The frictional term has to be properly combined with the bernoulli equation. To get you started, let Q represent volumetric throughput rate. This is what you will be solving for. In terms of Q, what is the velocity of the air in each of the sections. From the ideal gas law, what is the density of the air?
V is equal to the flowrate Q divided by the cross-sectional area of each pipe.

From the ideal gas law, density ρ = p/RT = 6.88*10^-5 slugs/ft^3

V is equal to the flowrate Q divided by the cross-sectional area of each pipe.

From the ideal gas law, density ρ = p/RT = 6.88*10^-5 slugs/ft^3

You have to be careful with units here, especially R for air.
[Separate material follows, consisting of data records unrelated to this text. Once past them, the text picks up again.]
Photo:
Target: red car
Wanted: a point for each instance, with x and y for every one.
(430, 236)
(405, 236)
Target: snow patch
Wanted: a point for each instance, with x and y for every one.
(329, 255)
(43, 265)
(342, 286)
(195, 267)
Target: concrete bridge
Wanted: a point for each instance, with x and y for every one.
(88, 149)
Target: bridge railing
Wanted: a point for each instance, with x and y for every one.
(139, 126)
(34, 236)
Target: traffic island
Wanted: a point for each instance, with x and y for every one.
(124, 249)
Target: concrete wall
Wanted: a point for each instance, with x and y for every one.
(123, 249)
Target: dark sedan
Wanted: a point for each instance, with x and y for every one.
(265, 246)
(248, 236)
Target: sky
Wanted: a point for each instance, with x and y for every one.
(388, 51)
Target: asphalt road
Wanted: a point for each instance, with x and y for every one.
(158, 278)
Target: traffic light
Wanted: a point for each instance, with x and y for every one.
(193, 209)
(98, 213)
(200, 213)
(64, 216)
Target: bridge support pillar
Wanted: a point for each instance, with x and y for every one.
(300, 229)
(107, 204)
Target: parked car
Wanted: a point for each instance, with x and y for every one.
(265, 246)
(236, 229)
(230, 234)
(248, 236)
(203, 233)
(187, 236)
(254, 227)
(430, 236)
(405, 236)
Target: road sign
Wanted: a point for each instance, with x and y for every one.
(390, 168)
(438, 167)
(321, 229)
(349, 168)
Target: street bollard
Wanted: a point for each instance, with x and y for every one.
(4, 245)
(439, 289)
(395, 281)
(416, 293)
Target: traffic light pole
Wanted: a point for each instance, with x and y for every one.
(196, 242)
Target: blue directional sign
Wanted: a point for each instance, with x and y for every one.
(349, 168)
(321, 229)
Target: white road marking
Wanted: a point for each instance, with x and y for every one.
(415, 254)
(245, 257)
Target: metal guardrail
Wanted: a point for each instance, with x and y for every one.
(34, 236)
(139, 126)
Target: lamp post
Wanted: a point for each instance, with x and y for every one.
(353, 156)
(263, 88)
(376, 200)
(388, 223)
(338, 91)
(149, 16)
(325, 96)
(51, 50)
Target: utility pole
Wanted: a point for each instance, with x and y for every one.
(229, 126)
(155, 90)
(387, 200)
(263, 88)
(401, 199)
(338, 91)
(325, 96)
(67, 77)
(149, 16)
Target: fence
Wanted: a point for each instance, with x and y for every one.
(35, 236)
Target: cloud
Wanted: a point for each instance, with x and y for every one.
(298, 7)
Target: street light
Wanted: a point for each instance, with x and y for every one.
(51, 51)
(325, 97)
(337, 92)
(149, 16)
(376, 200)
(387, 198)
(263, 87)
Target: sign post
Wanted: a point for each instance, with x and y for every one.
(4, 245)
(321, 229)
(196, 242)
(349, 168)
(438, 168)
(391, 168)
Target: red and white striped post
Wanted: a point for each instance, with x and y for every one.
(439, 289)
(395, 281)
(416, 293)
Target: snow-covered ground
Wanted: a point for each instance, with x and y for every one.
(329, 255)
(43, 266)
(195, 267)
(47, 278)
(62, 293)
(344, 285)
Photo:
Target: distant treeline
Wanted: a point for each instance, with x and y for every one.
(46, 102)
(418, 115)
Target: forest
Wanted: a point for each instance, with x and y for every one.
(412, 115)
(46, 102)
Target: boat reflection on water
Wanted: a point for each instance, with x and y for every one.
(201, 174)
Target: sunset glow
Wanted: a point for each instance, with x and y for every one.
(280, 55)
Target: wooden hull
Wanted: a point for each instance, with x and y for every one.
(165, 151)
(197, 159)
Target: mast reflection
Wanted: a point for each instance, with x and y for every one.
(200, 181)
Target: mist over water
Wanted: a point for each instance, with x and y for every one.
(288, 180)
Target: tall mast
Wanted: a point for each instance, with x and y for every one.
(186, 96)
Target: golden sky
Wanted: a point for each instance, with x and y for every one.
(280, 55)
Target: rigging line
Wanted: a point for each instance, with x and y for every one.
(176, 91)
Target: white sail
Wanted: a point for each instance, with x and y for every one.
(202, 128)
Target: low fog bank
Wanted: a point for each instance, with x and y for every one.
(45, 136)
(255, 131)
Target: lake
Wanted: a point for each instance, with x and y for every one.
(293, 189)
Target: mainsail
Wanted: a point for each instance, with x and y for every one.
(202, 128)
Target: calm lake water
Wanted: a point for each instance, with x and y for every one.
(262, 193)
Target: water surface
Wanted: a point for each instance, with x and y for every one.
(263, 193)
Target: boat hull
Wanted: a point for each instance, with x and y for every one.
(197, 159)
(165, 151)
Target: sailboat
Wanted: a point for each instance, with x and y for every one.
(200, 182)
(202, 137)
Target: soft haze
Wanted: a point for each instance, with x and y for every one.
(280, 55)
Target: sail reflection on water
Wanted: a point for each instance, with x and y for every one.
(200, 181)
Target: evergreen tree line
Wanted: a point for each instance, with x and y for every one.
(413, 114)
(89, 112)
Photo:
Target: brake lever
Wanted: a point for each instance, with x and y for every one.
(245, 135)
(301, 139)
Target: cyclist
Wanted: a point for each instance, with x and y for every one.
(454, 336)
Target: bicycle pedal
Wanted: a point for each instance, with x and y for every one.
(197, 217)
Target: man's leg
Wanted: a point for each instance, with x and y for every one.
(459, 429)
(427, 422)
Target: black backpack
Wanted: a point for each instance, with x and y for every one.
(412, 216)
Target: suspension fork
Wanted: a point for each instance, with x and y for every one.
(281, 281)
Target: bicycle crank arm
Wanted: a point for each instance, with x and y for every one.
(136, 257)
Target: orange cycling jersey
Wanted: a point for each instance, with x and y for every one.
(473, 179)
Can you show your calculation of ρ in detail?

You have to be careful with units here, especially R for air.

Can you show your calculation of ρ in detail?
ρ = (.5 psi)(144 in2/ft2) / (1716)(609.7)
1716 is R in British units
609.7 is 150 degrees f converted to rankine

ρ = (.5 psi)(144 in2/ft2) / (1716)(609.7)
1716 is R in British units
609.7 is 150 degrees f converted to rankine
Is P = 0.5 psi absolute or gage reading?

The units of R here are ft-lbf / slug-°R to be precise.

Is P = 0.5 psi absolute or gage reading?

The units of R here are ft-lbf / slug-°R to be precise.
Yes, I agree with those units. And P is absolute pressure I think.

Yes, I agree with those units. And P is absolute pressure I think.
If P is absolute pressure, then the tank cannot exhaust to atmosphere, since the pressure there > the supposed pressure inside the tank.